I am applying for the partner visa 820 and 801. I believe that one is temporary and one is permanent but you apply for and pay for them both at the same time - so should I answer yes or no to this question?

Q34
My current visa details. Place of visa issue - I was living in QLD when this visa was issued to me. However, the letterhead states Perth WA. So do I put QLD, WA or Australia?

Also, "arrival date" - I was already in Aus on a visitor visa, so do I put the date the new visa was granted? Or the date I arrived in Aus on my original visa?

Q35
Have you been to Australia before?
Same situation as above. I came here on a visitor visa and got a student visa to replace it but didn't leave the country - does this count as a previous visit?
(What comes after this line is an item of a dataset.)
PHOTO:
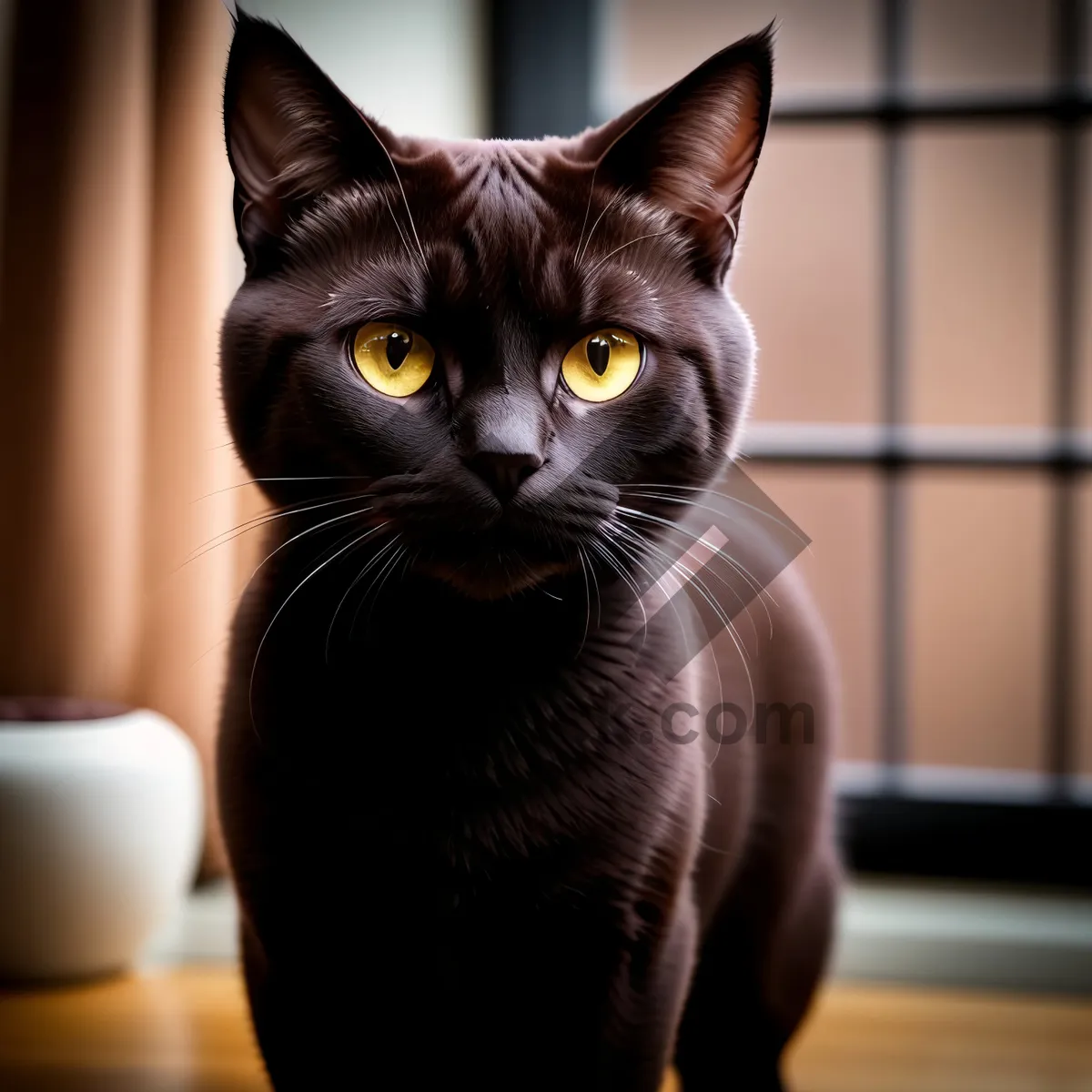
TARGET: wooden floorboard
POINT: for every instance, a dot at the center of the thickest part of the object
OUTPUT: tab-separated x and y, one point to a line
187	1029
Also, I came to Aus once before on a working holiday, from the UK - I'm guessing that "place of visa issue" for that would be UK? Or the city or town?

Q47
Do you have any personal contacts in Australia? Personal contacts include visa sponsors, any relatives, friends, family
members and acquaintances in Australia.

I have an Aunt, so will include her. Visa sponsor - that's my partner, so I will include him. Do I include his parents as well? His 3 brothers and their spouses?
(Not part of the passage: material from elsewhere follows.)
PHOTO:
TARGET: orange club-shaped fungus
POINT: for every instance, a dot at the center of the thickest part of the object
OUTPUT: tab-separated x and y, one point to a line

I think mainly it's the "friends & acquaintences" bit that's confusing me - how far do you take it? Maybe mutual friends of my partner and I that are going to be our supporting witnesses for the partner application? - Yes, I have made lots of friends and acquaintences since living here - but do I really need to include my entire school class??

Q48
Do you have any other personal contacts in Australia?
Again, not sure who would qualify for this that's not already covered in Q47?? 



Thanks for any help on this


----------



## ozbound12 (Mar 23, 2012)

1. The answers should match your passport stamps. It is of course difficult for EU citizens to track their movements across Europe so just do your best with those trips - if you have old plane ticket receipts (usually those are emailed to you), plane/train ticket stubs, etc. you can use those as well to get exact dates. On a multiple country trip, you would do something like:

01/03/2014 - 05/03/2014: Country A
06/03/2014 - 10/03/2014: Country B
11/03/2014 - 15/03/2014: Country C

2. Permanent visa

3. Place of issue is where the visa was issued, not where you were living when it was issued. If the visa was issued in Perth, you put Perth.
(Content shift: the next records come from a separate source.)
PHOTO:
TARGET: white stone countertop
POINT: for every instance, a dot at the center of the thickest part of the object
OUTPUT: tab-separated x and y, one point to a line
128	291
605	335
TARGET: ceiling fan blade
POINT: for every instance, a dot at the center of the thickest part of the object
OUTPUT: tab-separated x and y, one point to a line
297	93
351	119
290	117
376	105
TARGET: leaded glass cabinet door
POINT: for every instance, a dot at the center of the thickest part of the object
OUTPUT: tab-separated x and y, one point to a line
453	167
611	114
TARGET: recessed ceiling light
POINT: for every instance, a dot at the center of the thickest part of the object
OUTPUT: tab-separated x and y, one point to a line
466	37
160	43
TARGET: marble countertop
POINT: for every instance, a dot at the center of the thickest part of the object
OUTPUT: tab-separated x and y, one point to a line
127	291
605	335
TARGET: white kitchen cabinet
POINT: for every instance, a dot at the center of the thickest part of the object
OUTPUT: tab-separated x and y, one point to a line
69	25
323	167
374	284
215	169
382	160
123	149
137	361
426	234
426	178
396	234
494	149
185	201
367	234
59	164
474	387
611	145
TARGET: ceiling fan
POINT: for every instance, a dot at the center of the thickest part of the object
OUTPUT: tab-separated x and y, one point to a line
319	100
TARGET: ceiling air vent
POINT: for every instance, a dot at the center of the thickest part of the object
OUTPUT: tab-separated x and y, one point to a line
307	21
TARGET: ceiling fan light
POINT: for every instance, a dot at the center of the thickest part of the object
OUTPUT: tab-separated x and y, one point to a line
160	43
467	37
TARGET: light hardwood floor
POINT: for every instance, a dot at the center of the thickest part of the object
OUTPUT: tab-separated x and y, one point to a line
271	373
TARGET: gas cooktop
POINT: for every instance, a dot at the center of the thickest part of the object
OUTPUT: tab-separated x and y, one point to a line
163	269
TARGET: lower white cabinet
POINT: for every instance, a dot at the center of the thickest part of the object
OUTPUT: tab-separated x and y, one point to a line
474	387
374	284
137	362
4. You would include all previous trips to Australia and all visas issued. The visa paperwork (or label if it's old) usually tells you where the visa was issued.

5. Obviously you wouldn't list everyone you know under personal contacts. Usually just the partner and their parents is enough, and any direct family members you have. You don't need to list friends etc. If I recall correctly the form only asks for 3 people. It's sort of like when you apply for a job or a rental, you're not listing 100 people as references.


----------



## shelleywa (Jan 17, 2013)

Thanks! This helps a lot


----------



## shelleywa (Jan 17, 2013)

Also, for Q47, I am putting my Aunt. She was born in England but came over as a £10 POM in the 60's. So is she a British citizen, an Australian Citizen, or both??


----------



## ozbound12 (Mar 23, 2012)

shelleywa said:


> Also, for Q47, I am putting my Aunt. She was born in England but came over as a £10 POM in the 60's. So is she a British citizen, an Australian Citizen, or both??


Both.


----------



## shelleywa (Jan 17, 2013)

On second look, it asks what nationality she is. This would be British, right?


----------



## ozbound12 (Mar 23, 2012)

shelleywa said:


> On second look, it asks what nationality she is. This would be British, right?


Nationality = citizenship, in this case.


----------



## shelleywa (Jan 17, 2013)

Thanks! I have now submitted this application and am breathing a sigh of relief!


----------